Hier der kleine, aber feine Unterschied oder auch eine schnelle Methode, die Spreu vom Weizen zu trennen: Wie verhält sich ein Mann, dem eine schöne Unbekannte übern Weg läuft, und das in Anwesenheit seiner Ehefrau: Er pfeift ihr zwar nicht begeistert und völlig enthemmt hinterher, aber er tut es völlig ohne Bedacht darauf, was das mit Ihnen macht? Nämlich, dass Sie sich fremdschämen? Dann herrscht Narzissmus-Alarm. Vielleicht noch nicht krankhaft, aber doch scheint ihm (oder ihr) die Befriedigung des Bedürfnisses, einer fremden Person nachzublicken, wichtiger, als wie sich die Partnerin (oder der Partner) dabei fühlt.

Mein Tipp: Reden Sie darüber, wie er Sie immer wieder mit diesen Aktionen verletzt. Vielleicht merkt man es gar nicht, wenn Sie bloß schweigen und mit Rückzug reagieren. Es ist keineswegs sonnenklar, wie Sie sich fühlen und was das bei Ihnen auslöst. Daher bitte selbstachtsam sein und offen darüber reden. Wichtig: Ich-Botschaften formulieren (Aussagen subjektiv färben: "Ich empfinde das so und so"), damit der andere sich nicht angegriffen fühlt und mauert.

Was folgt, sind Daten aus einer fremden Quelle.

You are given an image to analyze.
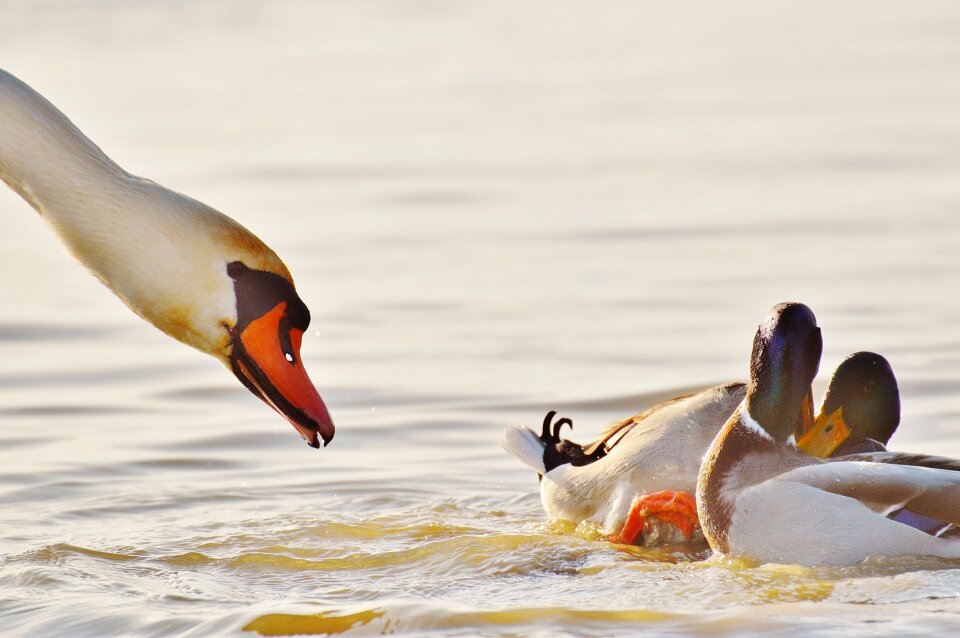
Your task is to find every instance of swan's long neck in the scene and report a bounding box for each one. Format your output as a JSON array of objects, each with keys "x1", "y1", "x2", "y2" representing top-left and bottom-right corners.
[
  {"x1": 0, "y1": 70, "x2": 131, "y2": 215},
  {"x1": 0, "y1": 70, "x2": 289, "y2": 357}
]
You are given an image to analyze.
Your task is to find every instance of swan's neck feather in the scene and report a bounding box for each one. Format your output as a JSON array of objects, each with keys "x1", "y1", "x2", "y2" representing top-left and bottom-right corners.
[{"x1": 0, "y1": 70, "x2": 290, "y2": 357}]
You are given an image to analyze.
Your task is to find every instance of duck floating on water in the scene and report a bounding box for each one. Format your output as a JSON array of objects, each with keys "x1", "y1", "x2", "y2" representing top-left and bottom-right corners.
[
  {"x1": 501, "y1": 383, "x2": 746, "y2": 546},
  {"x1": 0, "y1": 70, "x2": 334, "y2": 448},
  {"x1": 503, "y1": 340, "x2": 956, "y2": 546},
  {"x1": 696, "y1": 303, "x2": 960, "y2": 566}
]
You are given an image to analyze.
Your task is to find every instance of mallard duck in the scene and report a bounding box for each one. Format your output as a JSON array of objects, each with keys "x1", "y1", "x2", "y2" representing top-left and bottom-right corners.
[
  {"x1": 797, "y1": 352, "x2": 900, "y2": 458},
  {"x1": 696, "y1": 303, "x2": 960, "y2": 566},
  {"x1": 0, "y1": 70, "x2": 334, "y2": 447},
  {"x1": 797, "y1": 352, "x2": 957, "y2": 536},
  {"x1": 502, "y1": 383, "x2": 746, "y2": 545}
]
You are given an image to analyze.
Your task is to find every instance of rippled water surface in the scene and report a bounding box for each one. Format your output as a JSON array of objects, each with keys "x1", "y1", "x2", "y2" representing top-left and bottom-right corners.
[{"x1": 0, "y1": 0, "x2": 960, "y2": 636}]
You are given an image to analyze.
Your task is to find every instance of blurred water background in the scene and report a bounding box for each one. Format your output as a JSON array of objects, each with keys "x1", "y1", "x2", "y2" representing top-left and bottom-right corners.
[{"x1": 0, "y1": 0, "x2": 960, "y2": 637}]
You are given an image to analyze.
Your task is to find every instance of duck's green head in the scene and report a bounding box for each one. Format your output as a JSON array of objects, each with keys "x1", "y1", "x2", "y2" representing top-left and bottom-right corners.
[
  {"x1": 746, "y1": 303, "x2": 823, "y2": 442},
  {"x1": 797, "y1": 352, "x2": 900, "y2": 457}
]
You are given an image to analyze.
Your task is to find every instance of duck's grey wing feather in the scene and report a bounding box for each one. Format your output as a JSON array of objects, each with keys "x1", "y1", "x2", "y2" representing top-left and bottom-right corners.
[
  {"x1": 835, "y1": 452, "x2": 960, "y2": 472},
  {"x1": 777, "y1": 460, "x2": 960, "y2": 523}
]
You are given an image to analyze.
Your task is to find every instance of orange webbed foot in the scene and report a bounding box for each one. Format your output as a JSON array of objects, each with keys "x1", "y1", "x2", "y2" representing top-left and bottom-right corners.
[{"x1": 610, "y1": 490, "x2": 700, "y2": 545}]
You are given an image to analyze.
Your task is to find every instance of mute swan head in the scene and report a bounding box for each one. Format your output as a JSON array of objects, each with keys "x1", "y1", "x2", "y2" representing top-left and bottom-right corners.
[{"x1": 0, "y1": 69, "x2": 334, "y2": 447}]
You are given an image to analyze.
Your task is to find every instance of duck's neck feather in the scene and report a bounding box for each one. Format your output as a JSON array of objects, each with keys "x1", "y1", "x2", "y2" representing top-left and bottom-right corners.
[
  {"x1": 697, "y1": 401, "x2": 782, "y2": 553},
  {"x1": 0, "y1": 70, "x2": 128, "y2": 218}
]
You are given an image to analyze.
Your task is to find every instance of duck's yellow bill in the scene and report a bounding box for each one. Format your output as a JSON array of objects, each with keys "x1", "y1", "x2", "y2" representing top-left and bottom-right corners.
[
  {"x1": 797, "y1": 408, "x2": 850, "y2": 458},
  {"x1": 794, "y1": 389, "x2": 813, "y2": 439}
]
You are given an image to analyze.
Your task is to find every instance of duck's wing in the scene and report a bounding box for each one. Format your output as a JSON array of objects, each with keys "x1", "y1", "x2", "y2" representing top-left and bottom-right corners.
[
  {"x1": 836, "y1": 452, "x2": 960, "y2": 472},
  {"x1": 777, "y1": 462, "x2": 960, "y2": 523},
  {"x1": 583, "y1": 394, "x2": 694, "y2": 455},
  {"x1": 583, "y1": 382, "x2": 746, "y2": 455}
]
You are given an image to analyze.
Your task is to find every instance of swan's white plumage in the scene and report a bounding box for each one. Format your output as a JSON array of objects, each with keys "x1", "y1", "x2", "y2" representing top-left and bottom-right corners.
[{"x1": 0, "y1": 70, "x2": 290, "y2": 359}]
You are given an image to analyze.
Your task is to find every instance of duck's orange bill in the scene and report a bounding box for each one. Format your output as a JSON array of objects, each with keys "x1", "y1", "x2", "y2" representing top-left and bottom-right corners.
[
  {"x1": 797, "y1": 407, "x2": 850, "y2": 458},
  {"x1": 610, "y1": 490, "x2": 700, "y2": 545},
  {"x1": 233, "y1": 301, "x2": 334, "y2": 447}
]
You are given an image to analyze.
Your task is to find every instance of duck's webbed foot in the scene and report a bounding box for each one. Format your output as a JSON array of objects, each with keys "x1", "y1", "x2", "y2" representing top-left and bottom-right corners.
[
  {"x1": 610, "y1": 490, "x2": 700, "y2": 545},
  {"x1": 540, "y1": 410, "x2": 606, "y2": 472},
  {"x1": 540, "y1": 410, "x2": 573, "y2": 446}
]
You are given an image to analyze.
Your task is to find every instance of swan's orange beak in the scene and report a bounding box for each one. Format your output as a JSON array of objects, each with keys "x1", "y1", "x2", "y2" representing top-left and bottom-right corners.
[{"x1": 230, "y1": 301, "x2": 334, "y2": 448}]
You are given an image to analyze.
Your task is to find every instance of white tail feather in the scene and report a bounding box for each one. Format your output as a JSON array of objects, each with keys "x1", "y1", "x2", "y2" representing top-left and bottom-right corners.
[{"x1": 500, "y1": 425, "x2": 547, "y2": 474}]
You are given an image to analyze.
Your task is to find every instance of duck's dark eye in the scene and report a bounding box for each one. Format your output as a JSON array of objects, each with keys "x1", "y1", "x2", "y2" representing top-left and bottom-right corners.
[{"x1": 277, "y1": 317, "x2": 297, "y2": 365}]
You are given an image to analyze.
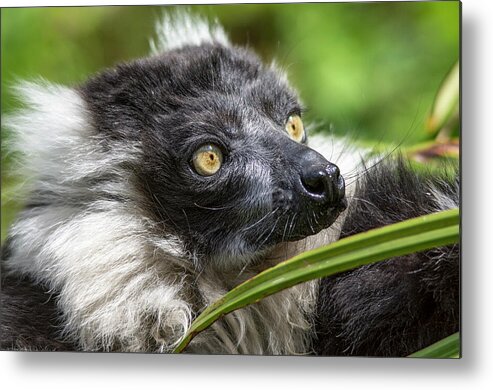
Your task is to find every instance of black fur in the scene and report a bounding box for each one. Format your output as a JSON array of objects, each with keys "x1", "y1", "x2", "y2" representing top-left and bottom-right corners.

Das unreflektierte oder rücksichtslose Hinterherschauen unterscheidet sich wohl auch durch seine Dauer vom bedenkenlosen Hinterherschauen: Alles, was bis zu sieben Sekunden geht, ist im grünen Bereich. Nicht mehr im grünen Bereich sind gezielte akrobatische Einlagen, die mithin lebensbedrohlich enden können: Meine Klientin Silke erzählte, ihr Mann sei fast mit seinem Motorrad und ihr auf dem Sozius gestürzt, als er sich an einer Kreuzung nach einer attraktiven Radfahrerin den Hals verrenkte.

Abrundend ist wichtig, Blicke, die anderen gelten, eben nicht zur Selbstsabotage zu missbrauchen. Nach dem Motto: "Jetzt bin ich ihm oder ihr nicht mehr gut beziehungsweise nicht mehr attraktiv genug." Äußern Sie stattdessen, wie es bei Ihnen ankommt, dass er die Aufmerksamkeit von Ihnen abzieht, und was Sie daran stört. Akzeptieren Sie mit Wohlwollen, ja, wirklich bewusstem Wohlwollen, dass Ihre geliebte Person auch noch andere attraktive Wesen wahrnimmt. Aber -und darauf kommt es in der Liebe an -dass er nichts tun würde, um Sie zu verletzen. Es ist ja nur Schauen. Und dabei bleibt es in einem guten Liebesleben auch, wobei nicht monogame Beziehungen hier freilich einen anderen Radius erlauben. Aber das ist dann eine andere Geschichte.